The intelligence agency’s statement said the Russians paid members of the group $10 million. An aide to Derkach, Ihor Kolesnikov, was detained earlier and convicted on treason charges.
Two members of the group, Derkach and Kulyk, fled Ukraine after Russia’s full-scale invasion in 2022, the statement said. Dubinsky was remanded to pretrial detention in a Ukrainian jail Tuesday.
Dubinsky, in a statement posted on the social networking site Telegram, said that the prosecutors had “not presented one fact” to support the accusations and that the charges were retribution for criticizing Zelensky’s government in his role as a member of parliament. He said that he testified a year and a half ago as a witness in a treason investigation of Derkach but at the time had not been accused of any wrongdoing.
Dubinsky was expelled from Zelensky’s political party, Servant of the People, in 2021 after the United States sanctioned him for meddling in the American political process.
The Ukrainian intelligence agency’s statement said that Kulyk had used his position in the prosecutor general’s office to promote investigations that worked “in favor of the Kremlin,” without specifying any cases.

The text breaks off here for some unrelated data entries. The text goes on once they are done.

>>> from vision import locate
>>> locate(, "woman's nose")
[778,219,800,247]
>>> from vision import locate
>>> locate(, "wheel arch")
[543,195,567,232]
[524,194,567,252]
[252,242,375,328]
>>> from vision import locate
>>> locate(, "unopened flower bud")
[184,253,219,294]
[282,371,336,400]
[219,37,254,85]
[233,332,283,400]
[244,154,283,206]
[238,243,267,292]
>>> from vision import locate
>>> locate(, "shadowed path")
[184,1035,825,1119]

In late 2018, Kulyk compiled a seven-page dossier asserting that Ukrainian prosecutors had evidence that “may attest to the commission of corrupt actions aimed at personal unlawful enrichment by former Vice President of the United States Joe Biden,” according to a copy leaked by a Ukrainian blogger.
The dossier suggested that Biden, when he had served as vice president, had tried to quash a corruption investigation into the natural gas company, Burisma Holdings, where his son served on the board. Former colleagues of Kulyk at the prosecutor’s office confirmed he had written the document, which helped set in motion an effort by Trump’s personal lawyer, Giuliani, and other supporters to press for an investigation in Ukraine.
In a phone call with Zelensky that became central to the impeachment case, Trump had asked the Ukrainian president to investigate supposed conflicts of interest by Biden when he was vice president, according to White House notes of the call. Trump denied he had linked military aid to Ukraine to the investigation of the Biden family.
Allegations of corruption and ties to Russia had trailed Kulyk for years in the Ukrainian media and among anticorruption watchdog groups before he compiled the dossier.